NBA Commissioner Adam Silver said Collins’s “impact and influence extended far beyond basketball as he helped make the NBA, WNBA, and larger sports community more inclusive and welcoming for future generations.”  

“He exemplified outstanding leadership and professionalism throughout his 13-year NBA career and in his dedicated work as an NBA Cares Ambassador,” said Silver. “Jason will be remembered not only for breaking barriers, but also for the kindness and humanity that defined his life and touched so many others.”

“To call Jason Collins a groundbreaking figure for our community is simply inadequate. We truly lost a giant today,” added Human Rights Campaign President Kelley Robinson in a statement. “He came out as gay — while still playing — at a time when men’s athletes simply did not do that.
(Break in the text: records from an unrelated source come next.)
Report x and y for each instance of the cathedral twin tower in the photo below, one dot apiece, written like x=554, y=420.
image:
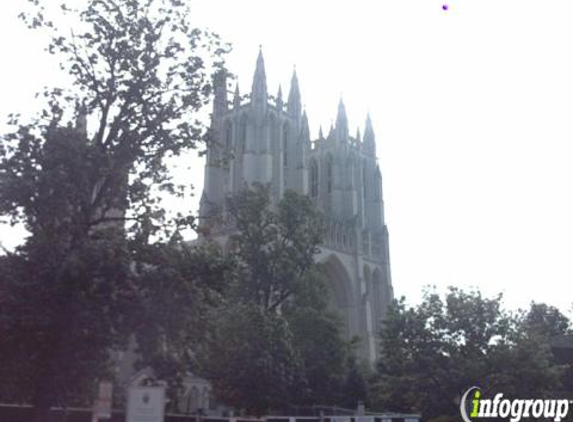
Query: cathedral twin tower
x=263, y=139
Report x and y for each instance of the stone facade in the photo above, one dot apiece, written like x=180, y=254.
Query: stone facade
x=261, y=138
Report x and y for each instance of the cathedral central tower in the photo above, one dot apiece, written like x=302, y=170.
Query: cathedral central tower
x=260, y=138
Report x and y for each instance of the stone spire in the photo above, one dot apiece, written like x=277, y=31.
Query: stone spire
x=294, y=102
x=369, y=144
x=259, y=90
x=341, y=127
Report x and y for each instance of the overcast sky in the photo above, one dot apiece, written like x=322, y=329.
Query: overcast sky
x=473, y=113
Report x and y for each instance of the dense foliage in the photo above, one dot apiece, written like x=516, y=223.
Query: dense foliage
x=139, y=74
x=435, y=351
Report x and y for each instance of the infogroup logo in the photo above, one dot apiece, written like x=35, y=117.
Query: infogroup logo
x=516, y=409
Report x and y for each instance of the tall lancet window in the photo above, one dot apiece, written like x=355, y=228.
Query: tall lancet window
x=313, y=178
x=243, y=134
x=285, y=145
x=364, y=181
x=228, y=134
x=329, y=174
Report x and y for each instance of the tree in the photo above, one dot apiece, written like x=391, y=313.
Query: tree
x=546, y=320
x=434, y=352
x=180, y=287
x=318, y=336
x=138, y=79
x=277, y=343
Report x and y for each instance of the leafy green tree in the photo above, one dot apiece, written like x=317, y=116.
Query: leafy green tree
x=546, y=320
x=432, y=353
x=138, y=77
x=180, y=287
x=277, y=343
x=318, y=336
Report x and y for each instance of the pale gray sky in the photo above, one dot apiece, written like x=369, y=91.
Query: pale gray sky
x=472, y=108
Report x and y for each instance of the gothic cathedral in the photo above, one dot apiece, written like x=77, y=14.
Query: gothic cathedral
x=267, y=140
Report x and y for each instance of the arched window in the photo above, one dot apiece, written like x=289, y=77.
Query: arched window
x=285, y=145
x=329, y=174
x=228, y=134
x=364, y=182
x=243, y=133
x=313, y=178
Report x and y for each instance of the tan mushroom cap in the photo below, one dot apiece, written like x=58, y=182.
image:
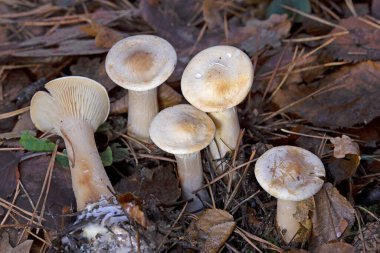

But as he powerfully demonstrated in his final years in the league and his post-NBA career, stepping forward as he did boldly changed the conversation.”

“He was and will always be a legend for the LGBTQ+ community, and we are heartbroken to hear of his passing at the young age of 47,” she said. “Our hearts go out to his family and loved ones. We will keep fighting on in his honor until the day everyone can be who they are on their terms.”